Il seguente è un percorso di un link di tipo assoluto:
<a href="http://www.sample.it/pages/samplepage.html"> link</a>
ovvero punta ad una pagina precisa in riferimento all'intero web.
All'interno di un sito si possono usare anche percorsi relativi, se ad esempio in samplepage.html avessi un link a pagetwo.html che stesse nella medesima directory (cartella) il link relativo sarebbe semplicemente così:
href="pagetwo.html".
se invece pagetwo.html si trovasse nella directory superiore, ovvero come percorso assoluto fosse http://www.sample.it/pages/samplepage.html,
il percorso relativo, sempre a partire da samplepage.html, sarebbe href="../pagetwo.html".

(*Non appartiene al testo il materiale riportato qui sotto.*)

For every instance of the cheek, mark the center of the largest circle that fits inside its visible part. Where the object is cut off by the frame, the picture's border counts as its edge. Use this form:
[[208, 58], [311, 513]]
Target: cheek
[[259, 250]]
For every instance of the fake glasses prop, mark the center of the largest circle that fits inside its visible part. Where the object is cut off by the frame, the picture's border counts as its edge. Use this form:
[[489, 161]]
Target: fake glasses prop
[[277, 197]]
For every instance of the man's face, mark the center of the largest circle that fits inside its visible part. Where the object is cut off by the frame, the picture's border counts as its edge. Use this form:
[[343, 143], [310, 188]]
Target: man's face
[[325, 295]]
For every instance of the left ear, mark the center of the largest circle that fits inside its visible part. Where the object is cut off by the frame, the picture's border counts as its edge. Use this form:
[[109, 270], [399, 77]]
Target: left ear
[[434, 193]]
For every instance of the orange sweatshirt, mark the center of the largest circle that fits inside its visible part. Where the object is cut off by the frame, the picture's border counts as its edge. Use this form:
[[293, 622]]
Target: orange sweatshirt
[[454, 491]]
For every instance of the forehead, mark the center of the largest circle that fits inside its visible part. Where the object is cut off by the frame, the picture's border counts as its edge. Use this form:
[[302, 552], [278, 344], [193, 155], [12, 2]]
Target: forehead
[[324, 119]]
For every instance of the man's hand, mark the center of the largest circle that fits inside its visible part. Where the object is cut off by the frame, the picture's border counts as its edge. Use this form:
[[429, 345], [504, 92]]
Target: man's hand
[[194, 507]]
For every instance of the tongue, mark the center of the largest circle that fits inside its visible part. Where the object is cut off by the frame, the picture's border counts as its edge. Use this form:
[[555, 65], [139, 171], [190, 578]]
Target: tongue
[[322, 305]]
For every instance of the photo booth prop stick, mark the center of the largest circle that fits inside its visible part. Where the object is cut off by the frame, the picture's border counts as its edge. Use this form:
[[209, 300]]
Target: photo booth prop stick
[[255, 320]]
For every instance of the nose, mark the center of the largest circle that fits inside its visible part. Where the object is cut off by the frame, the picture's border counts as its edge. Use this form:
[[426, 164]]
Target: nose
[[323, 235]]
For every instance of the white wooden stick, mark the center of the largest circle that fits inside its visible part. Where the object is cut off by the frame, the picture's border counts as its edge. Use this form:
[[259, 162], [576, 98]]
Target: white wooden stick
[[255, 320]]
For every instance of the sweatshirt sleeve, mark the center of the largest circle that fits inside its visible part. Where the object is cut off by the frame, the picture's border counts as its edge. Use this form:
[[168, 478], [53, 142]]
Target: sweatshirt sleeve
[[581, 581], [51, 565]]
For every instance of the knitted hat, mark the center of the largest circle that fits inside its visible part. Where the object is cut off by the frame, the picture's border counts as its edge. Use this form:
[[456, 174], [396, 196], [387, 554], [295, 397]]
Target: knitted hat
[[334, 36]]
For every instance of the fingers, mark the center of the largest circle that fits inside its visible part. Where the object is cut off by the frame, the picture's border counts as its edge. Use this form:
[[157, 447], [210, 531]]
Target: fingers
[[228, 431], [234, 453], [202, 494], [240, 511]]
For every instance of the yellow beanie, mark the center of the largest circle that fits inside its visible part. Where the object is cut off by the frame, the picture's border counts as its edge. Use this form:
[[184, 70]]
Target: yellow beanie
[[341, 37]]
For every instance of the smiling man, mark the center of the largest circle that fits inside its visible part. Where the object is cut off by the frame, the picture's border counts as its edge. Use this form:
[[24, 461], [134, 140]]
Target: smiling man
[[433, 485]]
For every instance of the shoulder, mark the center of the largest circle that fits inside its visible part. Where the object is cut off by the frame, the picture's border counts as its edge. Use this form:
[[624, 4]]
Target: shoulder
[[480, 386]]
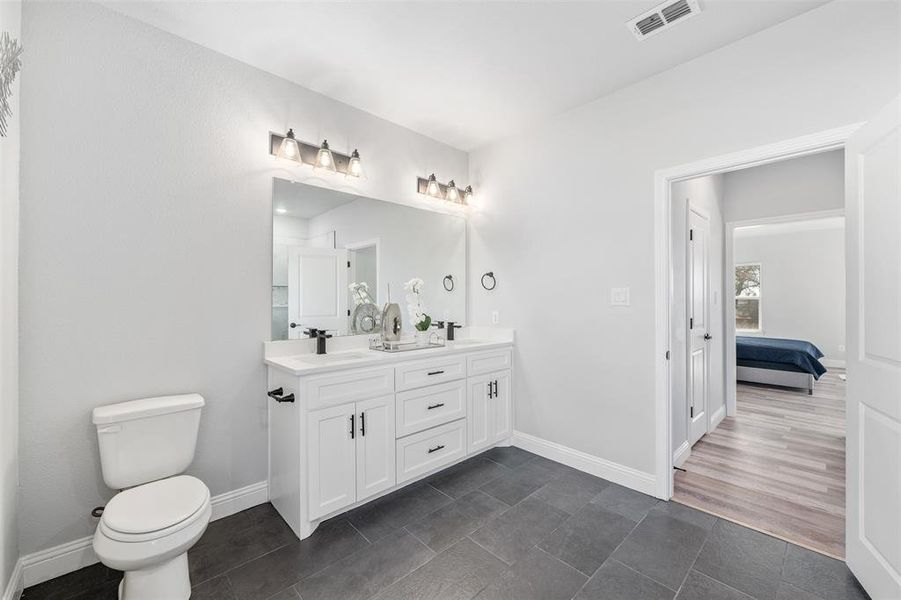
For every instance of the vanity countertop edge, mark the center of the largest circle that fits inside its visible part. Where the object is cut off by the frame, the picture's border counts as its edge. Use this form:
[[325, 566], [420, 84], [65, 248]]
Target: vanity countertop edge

Se ancora fosse in una directory più interna, ad esempio href="http://www.sample.it/pages/subpages/samplepage.html",
il percorso relativo sarebbe
href="subpages/pagetwo.html".
Infine, se si dovesse risalire di una directory per scendere in un ramo diverso, come ad esempio href="http://www.sample.it/otherpages/subpages2/samplepage.html",
il percorso relativo dovrebbe risalire (../) per poi ridiscendere lungo il ramo, così:
href="../othepages/subpages2/pagetwo.html".
e così via.
E ricordate: per quelli di voi abituati a DOS o M$Windows, che nei percorsi web si usa sempre "/" e mai "\" (come usa fare M$word sui documenti html, rendendoli inaccessibili a tutti i browser eccetto IE)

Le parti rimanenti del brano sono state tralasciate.